Posting risqué messages on Facebook could cost you a prospective job or even negatively impact your relationships (pending, of course, on the content you’re putting on your page). But for one Indonesian man, sharing a very basic fact about his personal beliefs and defending atheism has led to an attack by an angry mob and a potential jail sentence because his comments were considered anti-Islam.
The drama unfolded when 30-year-old Alexander An posted a small tidbit of information regarding his faith — that he’s an atheist. The civil servant, based in Pulau Punjung, Indonesia, wrote, “God doesn’t exist.” This brief comment led him to enter into a debate about religion with fellow users of the social network. What commenced as an online fight led to dozens of angry locals storming into An’s office to show their disdain for his anti-religion comments. After badly beating him, the Telegraph reports that they took him to police.
In America, where freedom of religion and speech are cornerstones, his Facebook comments wouldn’t be a problem.
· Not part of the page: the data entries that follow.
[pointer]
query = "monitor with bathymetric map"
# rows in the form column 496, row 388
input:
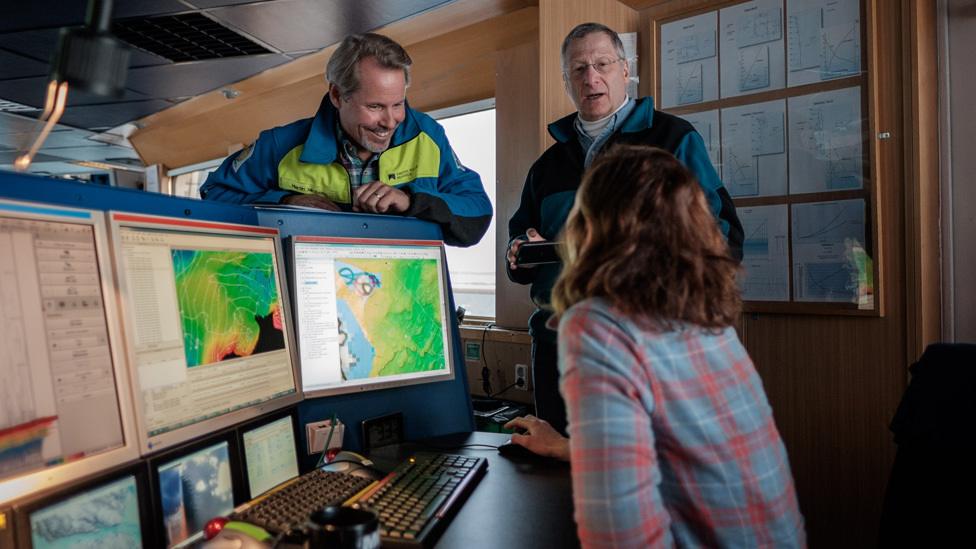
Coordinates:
column 371, row 313
column 206, row 324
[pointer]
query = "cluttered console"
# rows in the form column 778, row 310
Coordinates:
column 156, row 379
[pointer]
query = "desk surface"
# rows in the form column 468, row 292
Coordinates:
column 518, row 503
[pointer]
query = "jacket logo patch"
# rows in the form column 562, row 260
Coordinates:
column 242, row 157
column 409, row 173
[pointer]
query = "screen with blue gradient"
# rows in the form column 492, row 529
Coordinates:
column 194, row 489
column 106, row 516
column 270, row 454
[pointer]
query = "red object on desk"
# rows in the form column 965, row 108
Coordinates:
column 213, row 527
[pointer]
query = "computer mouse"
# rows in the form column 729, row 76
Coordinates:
column 353, row 464
column 516, row 451
column 240, row 535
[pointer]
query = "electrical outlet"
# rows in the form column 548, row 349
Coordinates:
column 522, row 377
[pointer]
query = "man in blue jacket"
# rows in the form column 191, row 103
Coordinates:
column 595, row 72
column 365, row 150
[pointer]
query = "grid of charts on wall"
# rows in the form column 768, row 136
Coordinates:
column 778, row 91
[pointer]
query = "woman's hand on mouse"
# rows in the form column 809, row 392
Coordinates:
column 539, row 437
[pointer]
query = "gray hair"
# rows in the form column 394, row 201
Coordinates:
column 584, row 29
column 341, row 70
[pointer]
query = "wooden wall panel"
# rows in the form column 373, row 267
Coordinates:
column 922, row 171
column 834, row 382
column 517, row 121
column 556, row 19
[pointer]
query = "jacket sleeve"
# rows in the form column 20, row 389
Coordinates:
column 247, row 176
column 692, row 152
column 458, row 203
column 526, row 217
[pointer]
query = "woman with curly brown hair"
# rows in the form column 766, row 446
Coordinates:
column 671, row 438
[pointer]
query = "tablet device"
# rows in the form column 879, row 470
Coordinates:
column 537, row 253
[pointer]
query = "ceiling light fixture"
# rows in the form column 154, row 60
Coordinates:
column 89, row 59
But in Indonesia, where blasphemy is a crime that carries up to a five-year prison sentence, making such proclamations is illegal. The Telegraph has more:
Under the Indonesian criminal code blasphemy is defined as publicly expressing feelings or taking some action that spreads hatred, abuse or taints a religion in a way it would cause someone to disbelieve any of the country’s six official religions.
“He is suspected of having blasphemed against Islam,” local police chief Chairul Aziz told AFP in an interview. ”The man told police investigators that if God really exists and has absolute power, why didn’t he prevent bad things from happening in this world.”
According to his Facebook profile, An was brought up Muslim, but had a change of heart. In addition to his vocal non-belief, AFP reports that he was also an administrator on a Facebook page promoting atheism; the page had 1,361 followers as of this afternoon. His postings have apparently been removed following his detainment.
Currently, An is said to be in protective custody.